I do not know with certainty if we are in the midst of a tech bubble. It feels like it — particularly with Uber in talks to raise funding at a $17 billion valuation — but I also felt that way when Microsoft (MSFT) invested in Facebook (FB) at a $15 billion valuation.
But I do know this: Whether or not we are in a tech bubble cannot be discerned by comparing today’s conditions to those of 2000.
In her 2014 State of the Internet report, Mary Meeker acknowledged that there is some tech valuation “excess,” but then tried to allay fears by pointing out
* Tech IPO volume is 73% below peak 1999 levels.
* NASDAQ is valued 18% lower than its March 2000 peak.
* Venture capitalists invested 77% less in U.S. tech companies last year than they did in 2000.
Conversely, there have been plenty of bubble believers who have written about the similarities between 2000 and today, in order to lend their argument further credence.
But here’s the thing: Each bubble is unique. Each one has different causes and different magnitudes. Today’s tech market may indeed have crossed from “excess” into “bubble” territory, but that doesn’t necessarily mean that it will (or won’t) eventually help send the country into a recession (as the dotcom bust did in 2001). After all, sometimes bubbles pop and sometimes they just deflate.

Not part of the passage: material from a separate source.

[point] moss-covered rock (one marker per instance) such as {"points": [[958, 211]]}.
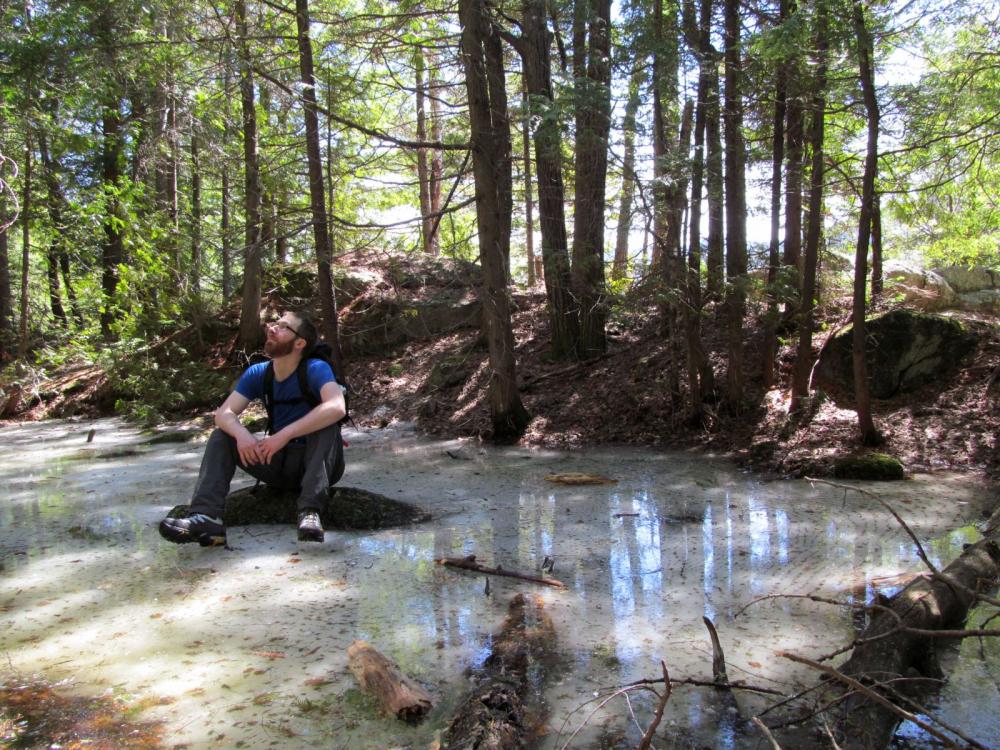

Or perhaps the fact that today’s tech landscape is so different than it was in 2000 — deep smartphone penetration, ubiquitous enterprise adoption, etc. — means that we could actually top 2000 in terms of things like IPO and VC volume without being in a bubble.
There certainly is value in analyzing the past for clues to the future, but I think it’s dangerous to follow those clues into definitive conclusions. We’ll know our present-day condition with certainty once it’s in the rear-view mirror. Until then, let 2000 be its own bubble.